The biggest problem is that Trump’s comments coincide with the rise of an extremist anti-abortion movement that has become increasingly unmoored from any rational, facts-based debate and that has escalated its rhetoric to alarming new levels. Earlier this month, Republican lawmakers in Texas proposed a bill that would have made abortion punishable by death. Like Trump’s execution comment, the message is that the quarter of American women who have abortions, the medical professionals who perform them and, by extension, the politicians and campaigners who support women’s reproductive rights, are baby-killers. And what punishment is fit for a baby-killer?

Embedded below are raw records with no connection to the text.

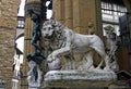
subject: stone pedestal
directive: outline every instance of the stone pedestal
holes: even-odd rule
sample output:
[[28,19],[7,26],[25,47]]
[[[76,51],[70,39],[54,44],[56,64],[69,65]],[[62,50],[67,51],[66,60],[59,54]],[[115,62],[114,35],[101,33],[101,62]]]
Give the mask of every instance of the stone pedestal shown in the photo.
[[117,79],[114,72],[50,71],[45,75],[41,89],[103,89]]

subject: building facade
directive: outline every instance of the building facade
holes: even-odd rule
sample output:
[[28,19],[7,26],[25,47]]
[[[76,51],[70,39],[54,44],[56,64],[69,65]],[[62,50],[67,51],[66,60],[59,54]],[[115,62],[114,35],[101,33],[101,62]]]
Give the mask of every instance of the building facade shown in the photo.
[[0,0],[0,85],[11,89],[16,15],[20,0]]

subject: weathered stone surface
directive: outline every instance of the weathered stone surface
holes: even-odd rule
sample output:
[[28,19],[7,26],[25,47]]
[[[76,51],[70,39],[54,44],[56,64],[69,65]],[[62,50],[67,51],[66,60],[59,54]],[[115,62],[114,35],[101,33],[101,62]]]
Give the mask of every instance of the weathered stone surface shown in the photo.
[[112,71],[50,71],[45,75],[45,81],[51,80],[116,80]]
[[11,89],[16,15],[20,0],[0,1],[0,78]]
[[114,72],[105,71],[50,71],[45,75],[44,89],[103,89],[116,80]]

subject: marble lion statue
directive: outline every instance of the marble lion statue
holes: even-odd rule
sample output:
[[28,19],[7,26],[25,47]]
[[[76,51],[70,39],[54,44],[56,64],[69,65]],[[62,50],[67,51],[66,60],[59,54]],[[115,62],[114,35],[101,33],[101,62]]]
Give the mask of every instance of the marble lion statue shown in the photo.
[[105,62],[105,69],[109,69],[109,58],[105,53],[104,43],[96,35],[82,35],[66,27],[61,23],[49,20],[43,24],[41,37],[50,42],[53,51],[47,56],[47,62],[52,62],[55,59],[73,53],[85,53],[83,67],[90,68],[93,66],[92,50],[95,50],[102,61],[96,68],[100,68]]

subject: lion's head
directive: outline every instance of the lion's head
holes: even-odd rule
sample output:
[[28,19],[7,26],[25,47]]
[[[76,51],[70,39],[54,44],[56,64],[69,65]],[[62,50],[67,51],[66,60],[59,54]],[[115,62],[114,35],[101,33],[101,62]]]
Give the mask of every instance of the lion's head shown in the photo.
[[59,34],[62,33],[63,28],[64,26],[57,21],[53,20],[46,21],[41,27],[41,36],[47,39],[53,38],[56,34],[57,34],[56,36],[59,36]]

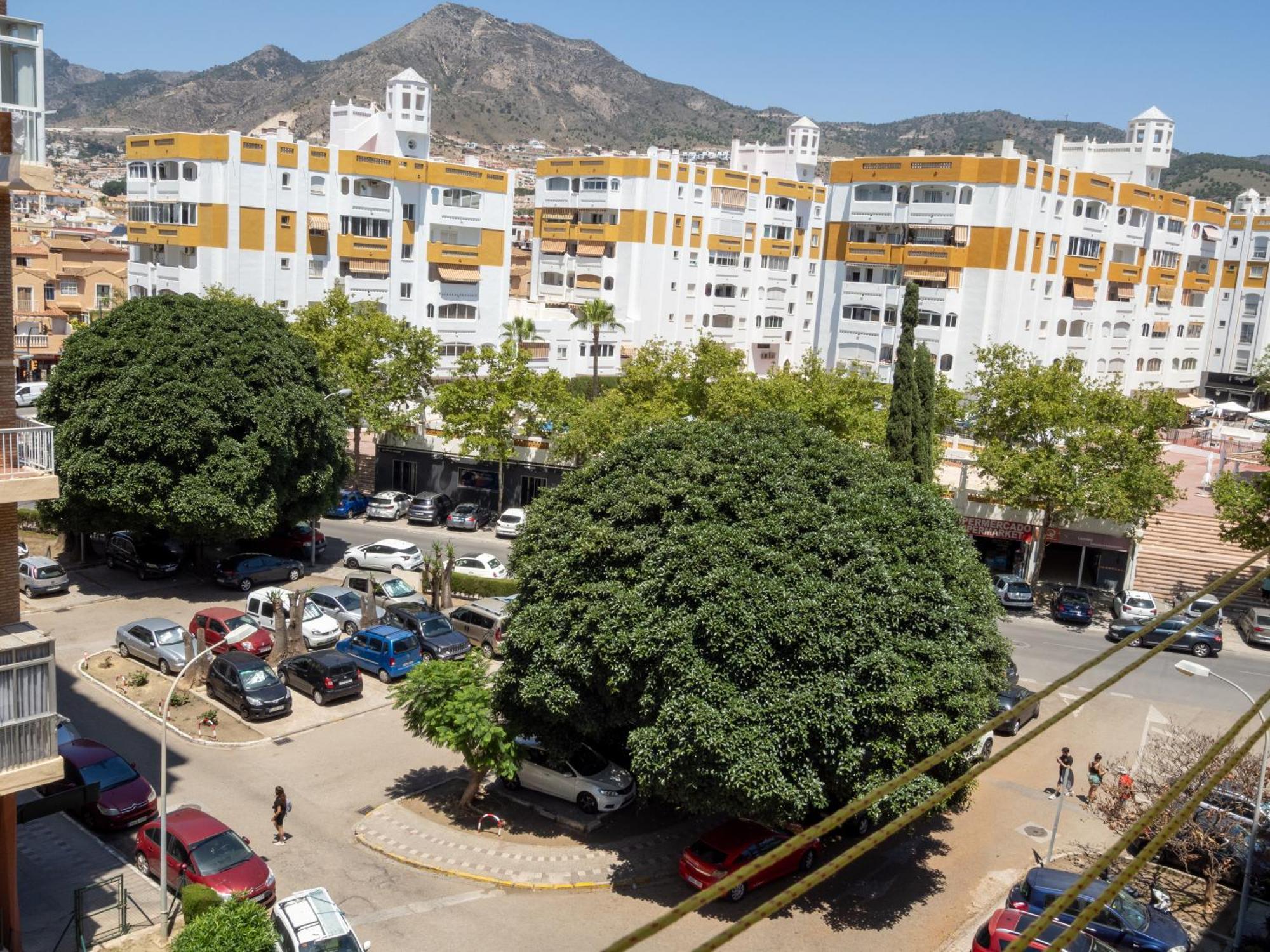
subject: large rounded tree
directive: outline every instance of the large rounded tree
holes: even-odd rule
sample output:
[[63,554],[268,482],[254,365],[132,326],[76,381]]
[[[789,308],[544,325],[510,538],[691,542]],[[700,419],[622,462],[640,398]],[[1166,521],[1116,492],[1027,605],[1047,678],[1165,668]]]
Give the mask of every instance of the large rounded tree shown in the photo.
[[340,409],[276,310],[213,292],[138,298],[77,330],[39,400],[66,531],[265,536],[348,475]]
[[625,748],[688,810],[800,819],[996,712],[1008,645],[952,506],[791,416],[631,438],[536,499],[514,555],[511,725]]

The Trump presidency has already provided an unwanted lesson in how violent rhetoric translates into actual violence. The hate-filled language Trump uses to attack the press, his political opponents, immigrants and other minority groups has helped spur a rise in hate crime in America: mass shootings on newspaper offices and synagogues, assassination attempts against prominent critics of the president, an increase in crimes motivated by racism.
How long can Trump, and anti-abortion extremists, keep on labelling abortion providers as killers before one such doctor gets killed? It’s a question I hope to never be able to answer.